- Poster of Anjali Patil in The Silence
- Directed by: Gajendra Ahire
- Story by: Ashwini Sidwani
- Produced by: Navneet Hullad Moradabadi; Arun Tyagi; Ashwini Sidwani; Arpan Bhukhanwala;
- Starring: Nagraj Manjule Raghubir Yadav Anjali Patil Mugdha Chaphekar
- Cinematography: Krishna Soren
- Edited by: Mayur Hardas
- Music by: Indian Ocean
- Production company: SMR FILMS
- Release dates: 18 July 2015 (12th Indian Film Festival Stuttgart); 6 October 2017 (India);
- Running time: 90 minutes
- Country: India
- Language: Marathi

= The Silence (2015 film) =

The Silence is a 2015 Indian Marathi drama film directed by Gajendra Ahire. The film stars the Sairat director Nagraj Manjule, Raghubir Yadav, Mugdha Chaphekar and Anjali Patil.

== Plot ==
The Silence is based on a true story and revolves around a little girl Chini, who lives with her father in Konkan.

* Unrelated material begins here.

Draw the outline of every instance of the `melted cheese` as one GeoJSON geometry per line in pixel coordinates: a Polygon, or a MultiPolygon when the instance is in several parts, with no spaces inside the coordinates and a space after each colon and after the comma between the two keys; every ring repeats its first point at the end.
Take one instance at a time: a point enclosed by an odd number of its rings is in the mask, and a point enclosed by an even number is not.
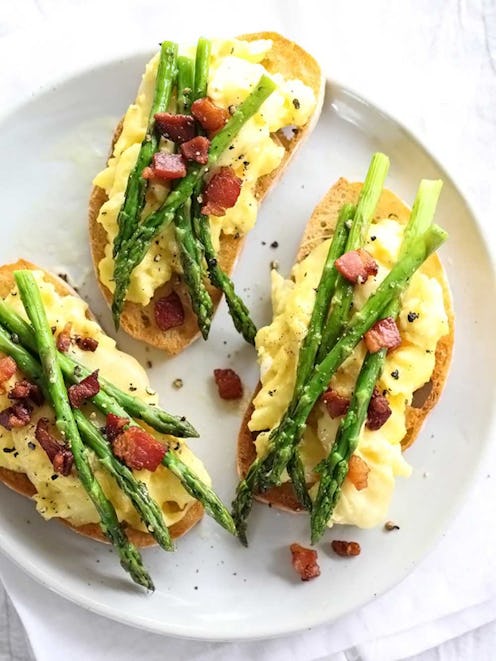
{"type": "MultiPolygon", "coordinates": [[[[239,105],[253,90],[262,74],[270,75],[277,89],[262,104],[241,129],[219,159],[219,166],[231,166],[242,179],[241,193],[235,206],[225,216],[210,217],[212,239],[218,249],[221,232],[246,234],[255,224],[258,201],[255,195],[257,180],[275,170],[284,156],[284,148],[271,134],[287,126],[306,124],[315,108],[316,99],[311,88],[299,80],[286,80],[279,74],[268,74],[260,64],[270,51],[270,40],[253,42],[236,39],[214,40],[210,58],[208,95],[222,108],[239,105]]],[[[195,49],[185,52],[194,57],[195,49]]],[[[117,234],[117,216],[124,200],[127,180],[136,163],[141,142],[146,133],[148,115],[153,99],[159,56],[146,66],[135,102],[124,117],[122,133],[115,144],[108,165],[95,177],[94,184],[105,190],[108,201],[102,206],[98,222],[107,232],[105,256],[99,264],[102,283],[114,291],[112,244],[117,234]]],[[[155,185],[148,195],[146,216],[167,194],[163,186],[155,185]]],[[[133,271],[127,299],[146,305],[154,291],[167,282],[173,272],[181,273],[174,230],[169,226],[152,244],[141,264],[133,271]]]]}
{"type": "MultiPolygon", "coordinates": [[[[403,226],[393,219],[371,225],[366,247],[377,261],[379,272],[375,278],[355,287],[355,309],[362,307],[395,263],[402,234],[403,226]],[[371,236],[375,239],[371,240],[371,236]]],[[[248,424],[251,431],[260,432],[256,441],[259,455],[265,452],[270,430],[279,423],[293,393],[298,352],[307,331],[329,242],[323,242],[296,264],[290,280],[272,272],[274,318],[256,337],[262,388],[254,399],[255,408],[248,424]]],[[[449,330],[442,288],[422,269],[411,278],[402,296],[398,327],[402,345],[388,354],[378,382],[380,390],[388,391],[392,414],[377,431],[364,426],[357,448],[357,454],[370,468],[368,486],[357,491],[346,479],[329,525],[344,523],[368,528],[384,522],[395,478],[407,477],[411,472],[401,453],[401,440],[406,433],[405,409],[415,390],[429,381],[437,342],[449,330]],[[417,318],[409,321],[409,312],[415,312],[417,318]]],[[[332,378],[330,385],[334,389],[346,396],[352,394],[365,352],[360,342],[332,378]]],[[[339,421],[340,418],[332,419],[321,404],[314,408],[301,445],[307,480],[315,479],[313,467],[330,451],[339,421]]],[[[317,489],[315,484],[311,496],[315,496],[317,489]]]]}
{"type": "MultiPolygon", "coordinates": [[[[111,380],[121,390],[131,392],[150,404],[157,403],[158,398],[150,389],[144,369],[132,356],[119,351],[114,340],[108,337],[95,321],[88,319],[87,304],[76,296],[59,296],[53,285],[43,279],[41,272],[36,271],[35,276],[40,286],[50,326],[54,326],[58,333],[64,328],[67,321],[70,321],[72,334],[94,337],[98,340],[96,351],[81,351],[73,344],[70,354],[88,369],[99,369],[102,377],[111,380]],[[118,370],[115,369],[116,365],[119,365],[118,370]]],[[[26,316],[16,289],[11,291],[5,301],[18,314],[26,316]]],[[[0,410],[12,403],[6,393],[10,386],[20,378],[20,373],[17,373],[10,382],[5,384],[4,392],[0,393],[0,410]]],[[[95,423],[105,424],[100,413],[92,411],[91,408],[88,408],[88,411],[95,423]]],[[[34,496],[36,509],[44,518],[63,517],[74,525],[97,523],[98,514],[77,477],[71,474],[67,477],[56,475],[54,478],[52,464],[34,438],[34,428],[41,417],[54,420],[53,411],[48,404],[35,408],[32,420],[26,427],[12,431],[0,427],[0,466],[27,475],[36,487],[37,494],[34,496]]],[[[202,480],[210,484],[210,478],[203,464],[183,441],[172,436],[153,433],[157,438],[177,443],[178,453],[182,460],[202,480]]],[[[89,455],[95,475],[114,504],[119,520],[126,521],[134,528],[144,530],[130,500],[121,492],[113,478],[103,471],[97,458],[91,452],[89,455]]],[[[134,471],[134,474],[137,479],[146,484],[152,498],[161,506],[167,525],[172,525],[182,519],[195,502],[183,489],[177,478],[163,466],[159,466],[153,473],[142,470],[134,471]]]]}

Life is going well until one fateful day when her loved one turns into the one she despises for the rest of her life.

== Cast ==
- Raghubir Yadav as Baba
- Nagraj Manjule as Uncle
- Anjali Patil as Maami
- Mugdha Chaphekar as 21 years old Chini
- Kadambari Kadam as Manda
- Mihiresh Joshi as Shirya
- Vedashree Mahajan as 12 years old Chini
- Suresh Vishwakarma as Arjunbhai

==Release==
The Silence had its world premiere at the 12th Indian Film Festival in Stuttgart on 18 July 2015. It was released in India in Maharashtra on 6 October 2017.

==Critical reception==
Deborah Young of The Hollywood Reporter wrote, "Director Gajendra Ahire creates a resonant drama around the terrible choices facing Indian women involved in sexual violence." Mihir Bhanage of The Times of India complimented the writer and director of the film commenting, "Ashwini Sidwani's story is as real as it can get and Ahire's treatment does justice to it. The presentation is so impactful that it is bound to make you think." The critic also praised the acting performances of Manjule, Yadav and Patil saying that "Gajendra and Ashwini's work is complemented brilliantly by the actors in the film" and gave the film a rating of 4 out of 5. Johnson Thomas of The Free Press Journal gave the film a rating of 3.5 out of 5 and wrote, "The film is a powerful and heartfelt document of the kind of exploitation that women are subjected to and the trauma and aftermath they undergo in order to regain a healthy sense of self." Pradeep Menon of Firstpost gave the film a rating of 3.5 out of 5 and wrote, "The Silence will affect you even though it doesn't tell you anything you don't know. You know women aren't treated equally everywhere, but you don't know what these women – and women in these situations out in the real world – have to go through." Business Standard appreciated the performances of Nagraj Manjule and Anjali Patil saying that "Whatever the blemishes in this brave and often powerful film, the central idea is resoundingly well executed by the two central performances" and gave the film a rating of 4 out of 5. Ajay Kulye of Marathi Cineyug gave the film a rating of 3.5 out of 5 and said that "If you want to watch meaningful and serious cinema about present day scenarios in our society, you should not miss The Silence".

==Soundtrack==

The soundtrack of The Silence consists of just one song, "Dehavara Korlya Janm Khuna", which was composed by Indian Ocean, written by Gajendra Ahire and sung by Himanshu Joshi and Rahul Ram.

== Awards ==
The Silence has won honours at several national and international film festivals, including the Best Child Actor award (for Vedashree) at the 16th New York Indian Film Festival and the German Star Of India (for Gajendra) at the Indian Film Festival of Stuttgart 2015.